Al abuelo. El abuelo de la “Puerta del Mesón”. Respondí casi en la puerta. Mi madre se acercó despacio y con voz muy suave me dijo; -Hijo mío ese abuelo murió hace muchos años y ahora está en el cielo. -La caja del Fuerte se me cayó al suelo de la impresión que me produjeron las palabras de mi madre. No podía ser, ¡era imposible!. Yo había estado allí, con él. Salí corriendo y me dirigí hacia allí. La puerta estaba cerrada. la golpeé con todas mis fuerzas pero nadie la abrió.

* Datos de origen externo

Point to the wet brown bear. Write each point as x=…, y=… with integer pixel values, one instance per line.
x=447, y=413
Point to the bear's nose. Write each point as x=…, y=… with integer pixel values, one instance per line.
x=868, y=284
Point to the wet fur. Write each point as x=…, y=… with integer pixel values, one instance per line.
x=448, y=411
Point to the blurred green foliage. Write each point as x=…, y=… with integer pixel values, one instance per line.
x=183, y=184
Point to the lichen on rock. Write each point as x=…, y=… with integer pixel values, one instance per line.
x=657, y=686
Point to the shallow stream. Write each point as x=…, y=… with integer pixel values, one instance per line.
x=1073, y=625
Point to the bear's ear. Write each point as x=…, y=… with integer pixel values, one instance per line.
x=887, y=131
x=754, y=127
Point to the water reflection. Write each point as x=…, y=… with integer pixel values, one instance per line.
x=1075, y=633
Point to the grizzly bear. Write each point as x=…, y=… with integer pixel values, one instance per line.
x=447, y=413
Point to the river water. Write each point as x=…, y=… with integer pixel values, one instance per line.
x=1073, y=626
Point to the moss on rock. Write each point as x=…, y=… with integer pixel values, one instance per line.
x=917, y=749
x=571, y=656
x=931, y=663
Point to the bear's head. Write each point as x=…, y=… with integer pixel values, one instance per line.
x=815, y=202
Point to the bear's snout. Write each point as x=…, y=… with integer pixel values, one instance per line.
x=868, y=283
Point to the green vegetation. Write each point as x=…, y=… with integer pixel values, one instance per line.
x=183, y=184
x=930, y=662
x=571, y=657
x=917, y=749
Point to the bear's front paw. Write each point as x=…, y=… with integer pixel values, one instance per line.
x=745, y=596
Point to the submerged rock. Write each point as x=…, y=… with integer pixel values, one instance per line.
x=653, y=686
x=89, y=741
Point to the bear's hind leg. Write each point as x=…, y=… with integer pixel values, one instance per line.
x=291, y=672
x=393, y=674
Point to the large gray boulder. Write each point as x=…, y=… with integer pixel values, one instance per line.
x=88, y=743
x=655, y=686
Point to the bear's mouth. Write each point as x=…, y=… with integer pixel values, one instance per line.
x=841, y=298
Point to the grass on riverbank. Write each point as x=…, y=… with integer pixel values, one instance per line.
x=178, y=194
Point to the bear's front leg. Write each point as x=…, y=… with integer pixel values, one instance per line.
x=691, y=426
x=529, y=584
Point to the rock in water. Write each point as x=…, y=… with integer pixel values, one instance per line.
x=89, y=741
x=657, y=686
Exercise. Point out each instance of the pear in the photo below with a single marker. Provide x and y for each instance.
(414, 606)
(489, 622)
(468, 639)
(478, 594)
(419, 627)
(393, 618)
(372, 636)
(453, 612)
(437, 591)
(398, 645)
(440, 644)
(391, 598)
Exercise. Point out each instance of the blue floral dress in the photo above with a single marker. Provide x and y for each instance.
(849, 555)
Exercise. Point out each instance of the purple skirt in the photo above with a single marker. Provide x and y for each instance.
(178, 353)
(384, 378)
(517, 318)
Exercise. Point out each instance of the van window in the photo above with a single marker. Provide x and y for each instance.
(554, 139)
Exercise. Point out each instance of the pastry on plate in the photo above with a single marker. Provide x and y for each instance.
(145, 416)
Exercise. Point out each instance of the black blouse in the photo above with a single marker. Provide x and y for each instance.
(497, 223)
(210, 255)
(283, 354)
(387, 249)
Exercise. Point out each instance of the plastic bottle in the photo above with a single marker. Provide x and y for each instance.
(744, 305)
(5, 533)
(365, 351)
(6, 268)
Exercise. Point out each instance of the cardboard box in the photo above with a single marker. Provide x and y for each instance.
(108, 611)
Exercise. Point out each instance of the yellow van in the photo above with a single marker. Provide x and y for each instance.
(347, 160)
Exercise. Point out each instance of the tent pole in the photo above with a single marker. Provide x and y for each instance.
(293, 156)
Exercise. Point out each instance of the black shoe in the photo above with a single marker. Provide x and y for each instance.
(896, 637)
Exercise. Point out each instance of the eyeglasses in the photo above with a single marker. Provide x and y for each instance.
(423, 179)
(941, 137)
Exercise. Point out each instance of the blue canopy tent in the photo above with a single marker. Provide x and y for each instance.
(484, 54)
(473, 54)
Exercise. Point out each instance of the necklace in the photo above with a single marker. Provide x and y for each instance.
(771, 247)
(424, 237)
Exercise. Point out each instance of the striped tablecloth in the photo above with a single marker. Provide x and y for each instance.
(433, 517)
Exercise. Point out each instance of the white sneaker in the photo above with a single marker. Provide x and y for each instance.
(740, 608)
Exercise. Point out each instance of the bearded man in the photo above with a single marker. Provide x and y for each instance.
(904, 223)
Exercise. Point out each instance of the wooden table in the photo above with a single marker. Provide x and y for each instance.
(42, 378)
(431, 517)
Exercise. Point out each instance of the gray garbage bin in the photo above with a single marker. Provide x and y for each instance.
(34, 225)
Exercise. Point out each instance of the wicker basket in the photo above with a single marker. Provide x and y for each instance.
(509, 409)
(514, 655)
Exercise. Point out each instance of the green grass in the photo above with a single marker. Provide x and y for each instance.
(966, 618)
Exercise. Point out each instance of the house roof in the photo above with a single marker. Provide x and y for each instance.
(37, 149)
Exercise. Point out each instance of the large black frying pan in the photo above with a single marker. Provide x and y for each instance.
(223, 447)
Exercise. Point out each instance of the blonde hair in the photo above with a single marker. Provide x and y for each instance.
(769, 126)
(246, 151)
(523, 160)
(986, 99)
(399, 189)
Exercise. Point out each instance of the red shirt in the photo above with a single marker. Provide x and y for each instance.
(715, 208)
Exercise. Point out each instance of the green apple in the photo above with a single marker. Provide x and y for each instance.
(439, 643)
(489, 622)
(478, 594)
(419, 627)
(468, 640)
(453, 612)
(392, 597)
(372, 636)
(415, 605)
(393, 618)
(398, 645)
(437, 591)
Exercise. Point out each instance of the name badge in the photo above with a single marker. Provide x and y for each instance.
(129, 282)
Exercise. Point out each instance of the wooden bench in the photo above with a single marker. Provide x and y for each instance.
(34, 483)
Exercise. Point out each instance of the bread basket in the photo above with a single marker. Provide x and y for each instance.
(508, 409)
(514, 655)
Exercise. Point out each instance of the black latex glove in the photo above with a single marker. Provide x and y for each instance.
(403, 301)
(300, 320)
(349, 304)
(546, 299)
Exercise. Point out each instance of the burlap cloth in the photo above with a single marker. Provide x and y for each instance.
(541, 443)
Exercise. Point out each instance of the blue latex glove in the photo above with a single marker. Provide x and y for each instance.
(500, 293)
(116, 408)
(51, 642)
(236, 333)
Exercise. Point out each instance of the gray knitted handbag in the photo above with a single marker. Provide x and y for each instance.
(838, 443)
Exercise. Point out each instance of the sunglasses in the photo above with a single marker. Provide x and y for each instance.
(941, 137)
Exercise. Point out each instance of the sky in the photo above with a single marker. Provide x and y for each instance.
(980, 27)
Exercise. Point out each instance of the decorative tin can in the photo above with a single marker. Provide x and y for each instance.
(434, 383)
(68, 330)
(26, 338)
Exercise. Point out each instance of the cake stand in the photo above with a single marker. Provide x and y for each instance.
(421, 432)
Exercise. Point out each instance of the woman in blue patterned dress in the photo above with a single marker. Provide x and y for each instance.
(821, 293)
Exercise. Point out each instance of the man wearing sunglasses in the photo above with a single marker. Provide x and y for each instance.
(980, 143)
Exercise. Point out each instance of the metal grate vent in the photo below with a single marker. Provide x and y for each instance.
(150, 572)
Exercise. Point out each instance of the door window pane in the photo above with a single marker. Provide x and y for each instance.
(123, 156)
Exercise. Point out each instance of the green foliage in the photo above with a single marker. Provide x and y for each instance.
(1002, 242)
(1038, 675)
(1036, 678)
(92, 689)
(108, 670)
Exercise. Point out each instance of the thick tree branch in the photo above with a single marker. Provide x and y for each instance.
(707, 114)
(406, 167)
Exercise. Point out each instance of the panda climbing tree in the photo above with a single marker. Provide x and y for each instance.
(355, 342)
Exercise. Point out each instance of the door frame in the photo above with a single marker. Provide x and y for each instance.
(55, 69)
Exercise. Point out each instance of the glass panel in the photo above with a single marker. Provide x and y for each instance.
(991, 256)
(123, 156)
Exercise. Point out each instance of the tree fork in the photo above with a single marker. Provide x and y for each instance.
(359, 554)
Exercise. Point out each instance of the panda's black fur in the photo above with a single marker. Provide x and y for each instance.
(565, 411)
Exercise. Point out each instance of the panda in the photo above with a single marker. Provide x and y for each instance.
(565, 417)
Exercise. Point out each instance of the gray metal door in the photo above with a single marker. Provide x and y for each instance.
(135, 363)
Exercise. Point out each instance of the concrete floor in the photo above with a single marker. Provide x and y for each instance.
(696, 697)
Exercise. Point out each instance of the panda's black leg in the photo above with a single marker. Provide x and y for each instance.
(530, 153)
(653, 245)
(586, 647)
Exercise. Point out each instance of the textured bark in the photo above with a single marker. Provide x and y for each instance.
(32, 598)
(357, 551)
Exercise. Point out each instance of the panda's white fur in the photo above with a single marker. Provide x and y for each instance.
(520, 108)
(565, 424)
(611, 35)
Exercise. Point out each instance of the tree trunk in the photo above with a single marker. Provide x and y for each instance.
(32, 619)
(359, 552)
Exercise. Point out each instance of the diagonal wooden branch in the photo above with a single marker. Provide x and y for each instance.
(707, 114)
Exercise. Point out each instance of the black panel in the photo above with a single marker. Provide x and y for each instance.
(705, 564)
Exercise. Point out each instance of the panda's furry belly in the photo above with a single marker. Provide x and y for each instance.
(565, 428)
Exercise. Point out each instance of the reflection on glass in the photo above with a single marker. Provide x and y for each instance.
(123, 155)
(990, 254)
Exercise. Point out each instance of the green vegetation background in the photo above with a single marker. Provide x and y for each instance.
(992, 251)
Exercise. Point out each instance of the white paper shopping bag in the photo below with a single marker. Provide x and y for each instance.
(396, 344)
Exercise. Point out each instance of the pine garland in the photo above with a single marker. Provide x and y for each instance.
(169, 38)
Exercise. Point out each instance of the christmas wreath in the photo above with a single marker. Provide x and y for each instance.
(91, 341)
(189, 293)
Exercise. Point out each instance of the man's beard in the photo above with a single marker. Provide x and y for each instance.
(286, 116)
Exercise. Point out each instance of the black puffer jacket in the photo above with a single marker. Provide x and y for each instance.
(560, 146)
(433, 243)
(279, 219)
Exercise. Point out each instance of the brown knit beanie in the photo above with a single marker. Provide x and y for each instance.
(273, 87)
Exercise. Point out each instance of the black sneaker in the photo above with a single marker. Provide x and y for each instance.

Seguí yendo allí todas las noches durante mucho tiempo y aquella enorme puerta negra jamás se volvió a abrir. No me pidáis una explicación porque ni yo mismo la sé. Lo que si que os puedo decir es que esos indios y vaqueros de plástico todavía siguen en la repisa de la chimenea de mi casa actual y a veces cuando me siento frente al fuego, recuerdo... y él me habla. Ahora tengo casi cincuenta años, mis padres ya han fallecido, pero todos los años a principios de Enero tiro una carta al buzón, sin dirección ni remitente. Una carta con peticiones para mí y para la gente que más quiero. Una carta que siempre empieza de la misma manera: -Mis queridos Reyes magos: .........

fin En agradecimiento al pueblo de Bicorp y a toda su gente.